Southwest Airlines Announces Cutting Jobs After First-Quarter Losses

Southwest Airlines plans to end its operations at four airports and cut 2,000 jobs by the end of 2024, in response to dismal first-quarter earnings.

Both Southwest Airlines and American Airlines reported heavy losses in 2024’s first quarter, amid rising labor costs and issues with aircraft manufacturing giant Boeing.
Southwest Airlines reported a first-quarter loss of $231 million.

“While it is disappointing to incur a first quarter loss, we exited the quarter with healthy profits and margins in the month of March,” Southwest CEO Bob Jordan said in a statement. “We are focused on controlling what we can control and have already taken swift action to address our financial underperformance and adjust for revised aircraft delivery expectations.”

Those “revised aircraft delivery expectations” come to the forefront as Boeing cuts its airplane production, causing shortages and delays.

After several high-profile incidents involving Boeing’s planes this year, including one instance in February in which a door plug blew out of a 737 Max 9, the company has tightened quality control practices, significantly limiting production.

Jordan says the delays present “significant challenges for both 2024 and 2025.”
Southwest shares were down 9% to $26.70 on Thursday following the report.

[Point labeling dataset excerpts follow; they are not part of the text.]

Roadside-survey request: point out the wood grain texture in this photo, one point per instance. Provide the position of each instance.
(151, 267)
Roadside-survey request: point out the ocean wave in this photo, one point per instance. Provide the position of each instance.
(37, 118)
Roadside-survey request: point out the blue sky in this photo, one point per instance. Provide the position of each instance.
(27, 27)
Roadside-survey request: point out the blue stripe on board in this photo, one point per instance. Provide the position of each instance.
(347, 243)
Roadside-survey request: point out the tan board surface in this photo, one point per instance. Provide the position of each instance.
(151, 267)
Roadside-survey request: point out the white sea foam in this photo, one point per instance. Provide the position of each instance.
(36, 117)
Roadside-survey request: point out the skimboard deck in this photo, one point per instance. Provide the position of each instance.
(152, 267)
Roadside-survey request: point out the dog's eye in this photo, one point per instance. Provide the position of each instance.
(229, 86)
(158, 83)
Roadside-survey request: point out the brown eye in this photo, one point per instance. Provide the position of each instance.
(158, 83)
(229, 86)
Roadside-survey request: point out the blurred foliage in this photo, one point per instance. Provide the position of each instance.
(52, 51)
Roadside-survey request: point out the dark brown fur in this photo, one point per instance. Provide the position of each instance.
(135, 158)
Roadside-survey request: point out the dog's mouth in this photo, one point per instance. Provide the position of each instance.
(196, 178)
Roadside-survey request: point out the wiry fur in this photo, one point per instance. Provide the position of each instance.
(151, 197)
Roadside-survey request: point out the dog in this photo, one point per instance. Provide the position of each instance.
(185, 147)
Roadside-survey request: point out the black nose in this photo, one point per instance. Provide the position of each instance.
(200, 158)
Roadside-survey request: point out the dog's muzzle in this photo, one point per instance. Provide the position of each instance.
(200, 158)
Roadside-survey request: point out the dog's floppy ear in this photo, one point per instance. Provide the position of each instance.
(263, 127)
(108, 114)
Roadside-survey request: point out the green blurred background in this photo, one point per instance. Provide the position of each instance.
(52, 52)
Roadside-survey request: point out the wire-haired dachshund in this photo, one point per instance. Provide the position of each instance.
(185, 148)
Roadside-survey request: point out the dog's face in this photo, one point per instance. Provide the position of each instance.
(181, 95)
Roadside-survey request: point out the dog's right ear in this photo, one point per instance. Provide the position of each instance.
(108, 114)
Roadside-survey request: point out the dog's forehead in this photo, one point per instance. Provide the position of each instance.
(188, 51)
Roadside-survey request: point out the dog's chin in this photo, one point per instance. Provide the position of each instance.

Southwest Airlines plans to respond by cutting costs in 2024.

The airline will end operations in Cozumel International Airport in Mexico, Syracuse Hancock International Airport in New York, Bellingham International Airport in Washington state, and George Bush Intercontinental Airport in Texas.

Southwest plans to slow hiring, cutting 2,000 jobs, or 3% of the airline’s 74,000 employees. It wasn’t specified whether layoffs will be part of the intended job cuts. The company also intends to offer optional time off for employees.

They expect to end the year with 802 planes, down from the earlier estimate of 814.

“We are focused on achieving our financial prosperity goals and creating value for our Shareholders, while we adjust to changes in our aircraft delivery plans, Customer travel patterns and preferences, higher fuel prices, and other cost pressures,” Jordan said.